Ik zit op Here Bugu, achter mijn laptop.
We zitten midden in
de rijstactie. De jongens
komen ’s morgens de namen halen om op de muur
te
schrijven. Er woedt een zandstorm, ik bescherm de laptop
met een theedoek. Morre komt binnen met een slang die hij heeft
doorgesneden en waar hij een van
zijn kippekuikens in heeft gevonden.
Om te bewijzen dat hij ze niet gestolen heeft
komt hij het laten zien. Getver!
Musthapa komt binnen om te vertellen dat een
wilde kat een gat heeft gemaakt in
de duiventoren en twee duiven heeft
opgegeten. Wat? Een gat, dwars door de lemen muur
heen? Ik app ondertussen met
Nederland om achter sommige voornamen te komen die niet op
de bankafschriften
stonden. De tas van Baba wordt binnengebracht. Baba draagt zijn tas niet zelf,
dat kan niet
want dat is gebrek aan respect. Als zijn tas wordt binnengebracht weet ik dat
hij in aantocht is en dat ik even tijd heb om veel door te nemen. Sedou komt
binnen. Hij haalt een
vis uit een zwart plastic zakje en legt hem trots naast
mijn laptop. Hij heeft ook eieren en
een zakje sperziebonen op de markt kunnen
bemachtigen. Eten voor vandaag. Hamza
komt terug van het namen schrijven, de
stiften moeten opnieuw gevuld. Hij heeft
wel alvast het woord ‘namen’ op de
muur geschreven, overgeschreven van
mijn papiertje want hij dacht dat dat een naam was. Sedou
begint met
een theedoek het zand van mijn tafel van links naar rechts te
meppen.
Baba komt binnen met een gast die een liedje voor me gaat zingen.
Er
komt een bericht binnen dat een naburig dorp is aangevallen.
De app piept. De
voornaam van iemand moet met een C, niet
met een K. Sedou meld dat de voorraad
koffie op is die ik
heb meegenomen uit Nederland. Wat, geen koffie meer?
De
ventilator stopt ermee. Niet genoeg elektriciteit
want er is geen zon vandaag.
Ook de pompen
voor het water houden er dan mee op.
Heel gewoon, gaat zo weer
over.
En tussen dat alles door spreek ik met vrienden en
familie uit Nederland. Heel gewoon alsof alles normaal is, zoals in Nederland. Meestal
is de connectie zo goed dat we elkaar prima kunnen verstaan.
Even later maak
ik met Baba de dagelijkse ronde over Here Bugu.

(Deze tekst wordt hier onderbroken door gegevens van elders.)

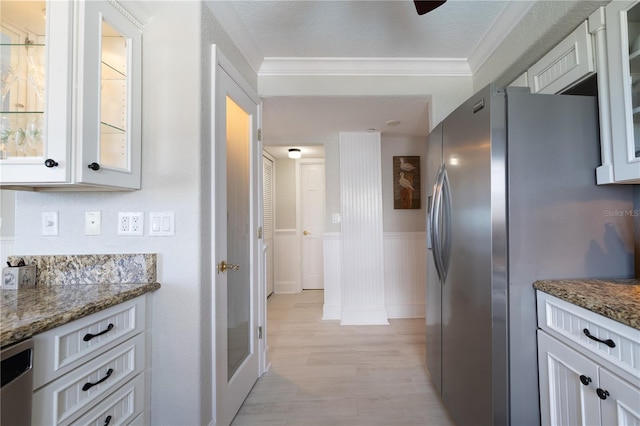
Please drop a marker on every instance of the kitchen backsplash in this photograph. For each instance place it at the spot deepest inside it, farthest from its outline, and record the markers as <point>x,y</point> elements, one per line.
<point>92,269</point>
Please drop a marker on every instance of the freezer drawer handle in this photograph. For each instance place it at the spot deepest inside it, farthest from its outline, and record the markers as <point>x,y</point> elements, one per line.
<point>90,336</point>
<point>89,385</point>
<point>585,380</point>
<point>607,342</point>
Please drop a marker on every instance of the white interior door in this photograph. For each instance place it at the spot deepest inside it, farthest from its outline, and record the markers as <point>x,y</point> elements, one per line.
<point>236,246</point>
<point>312,212</point>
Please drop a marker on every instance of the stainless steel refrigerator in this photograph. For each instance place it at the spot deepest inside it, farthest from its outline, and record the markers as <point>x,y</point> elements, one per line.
<point>513,199</point>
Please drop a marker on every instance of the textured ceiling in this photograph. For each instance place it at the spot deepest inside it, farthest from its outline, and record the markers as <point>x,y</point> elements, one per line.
<point>378,29</point>
<point>390,32</point>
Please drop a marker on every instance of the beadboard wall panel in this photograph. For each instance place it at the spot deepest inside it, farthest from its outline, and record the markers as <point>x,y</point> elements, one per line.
<point>405,274</point>
<point>332,277</point>
<point>362,277</point>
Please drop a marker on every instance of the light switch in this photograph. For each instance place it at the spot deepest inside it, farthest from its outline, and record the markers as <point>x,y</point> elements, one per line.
<point>92,223</point>
<point>49,223</point>
<point>161,224</point>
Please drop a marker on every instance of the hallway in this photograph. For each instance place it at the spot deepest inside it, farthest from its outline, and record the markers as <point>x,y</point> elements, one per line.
<point>330,375</point>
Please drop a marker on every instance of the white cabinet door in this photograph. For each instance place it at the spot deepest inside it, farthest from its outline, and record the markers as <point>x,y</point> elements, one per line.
<point>621,405</point>
<point>36,102</point>
<point>568,63</point>
<point>623,54</point>
<point>567,385</point>
<point>109,97</point>
<point>70,113</point>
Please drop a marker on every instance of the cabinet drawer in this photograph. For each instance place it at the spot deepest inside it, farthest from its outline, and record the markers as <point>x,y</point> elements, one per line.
<point>66,398</point>
<point>61,349</point>
<point>568,322</point>
<point>119,408</point>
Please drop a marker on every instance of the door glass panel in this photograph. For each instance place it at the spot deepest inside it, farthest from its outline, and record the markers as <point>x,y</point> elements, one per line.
<point>633,25</point>
<point>22,68</point>
<point>114,152</point>
<point>238,234</point>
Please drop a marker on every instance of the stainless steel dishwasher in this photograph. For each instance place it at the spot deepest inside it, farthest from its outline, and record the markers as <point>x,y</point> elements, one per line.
<point>16,390</point>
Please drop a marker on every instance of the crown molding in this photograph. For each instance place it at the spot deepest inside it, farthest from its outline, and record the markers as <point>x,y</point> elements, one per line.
<point>235,28</point>
<point>498,32</point>
<point>364,66</point>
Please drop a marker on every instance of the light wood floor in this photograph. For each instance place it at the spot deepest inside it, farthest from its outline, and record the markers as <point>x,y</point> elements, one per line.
<point>326,374</point>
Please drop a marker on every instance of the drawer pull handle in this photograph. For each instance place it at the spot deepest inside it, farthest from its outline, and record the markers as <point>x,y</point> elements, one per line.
<point>607,342</point>
<point>89,385</point>
<point>585,380</point>
<point>90,336</point>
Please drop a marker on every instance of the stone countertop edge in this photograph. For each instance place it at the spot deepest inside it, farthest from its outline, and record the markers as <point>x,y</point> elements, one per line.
<point>618,300</point>
<point>27,312</point>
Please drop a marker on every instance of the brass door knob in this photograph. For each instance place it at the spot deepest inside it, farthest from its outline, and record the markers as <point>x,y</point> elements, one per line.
<point>223,266</point>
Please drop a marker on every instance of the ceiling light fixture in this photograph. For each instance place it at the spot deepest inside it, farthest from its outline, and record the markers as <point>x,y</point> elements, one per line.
<point>294,153</point>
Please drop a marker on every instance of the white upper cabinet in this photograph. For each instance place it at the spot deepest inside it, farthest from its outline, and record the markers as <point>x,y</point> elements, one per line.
<point>623,58</point>
<point>566,64</point>
<point>70,113</point>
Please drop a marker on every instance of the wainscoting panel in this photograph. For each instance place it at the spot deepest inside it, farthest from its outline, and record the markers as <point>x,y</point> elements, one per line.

“Baba”, zeg ik, “als ik in
Nederland ben en met jou telefoneer, dan ben ik vaak ongeduldig en vergeet ik
vaak helemaal dat ik achter mijn
comfortabele bureau zit en jij misschien wel in een hete zandstorm op een markt
een koe staat te kopen met een heleboel mensen om je heen en de hele mikmak van
het Malinese leven”.
“Ja”, zegt Baba, “meestal heb ik de indruk dat je daar
niet aan denkt”.
Pffffff, ‘Verstaan’ is via onze heerlijke communicatiemiddelen
nog moeilijker geworden. Je denkt dat je elkaar begrijpt maar ‘verstaan’? Bewegen we wel genoeg?
Dat is mijn voornemen voor het nieuwe jaar: blijven
verstaan!
We wensen iedereen een bewegelijk 2018 toe.